• Economy
  • Editor’s Pick
Money Rise Today – Investing and Stock News
  • Investing
  • Stock
Investing

BlackRock limits withdrawals as private credit redemptions surge

by March 6, 2026
written by March 6, 2026

Mounting redemption requests across private credit funds are raising fresh questions about the resilience of one of the fastest-growing corners of the global debt market.

BlackRock, the world’s largest asset manager, has limited withdrawals from one of its flagship private credit vehicles for the first time, underscoring growing investor unease as volatility spreads across financial markets.

Shares of BlackRock fell about 7% in late morning trading, hitting their lowest level since May, after the firm said its HPS Corporate Lending Fund would stick to its plan to repurchase only up to 5% of shares this quarter, approximately representing $620 million, despite receiving significantly higher redemption requests.

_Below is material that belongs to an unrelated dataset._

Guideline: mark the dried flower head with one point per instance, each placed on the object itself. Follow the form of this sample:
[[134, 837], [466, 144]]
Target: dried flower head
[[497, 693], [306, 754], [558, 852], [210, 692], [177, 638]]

The fund, known by its ticker HLEND, received requests to redeem 9.3% of its shares during the latest quarter, according to a letter sent to investors on Friday.

It marked the first time since the fund’s launch four years ago that redemption requests exceeded its quarterly limit.

Liquidity limits highlight structural mismatch

The decision highlights a key feature of many private credit vehicles: limited liquidity.

Unlike public bond funds, private credit portfolios typically consist of loans to midsize companies that cannot be quickly sold in open markets.

Managers argue that such limits are essential to preserving returns and avoiding forced asset sales.

HLEND has generated an annualized return of about 10.7% after fees since inception, according to the fund’s managers, who said the capped redemption structure is designed to match investor capital with the long-term nature of private loans.

“HLEND’s intentionally designed liquidity framework, specifically the recurring 5% quarterly share repurchase feature, is foundational to enabling these return outcomes,” the managers said in their letter to investors.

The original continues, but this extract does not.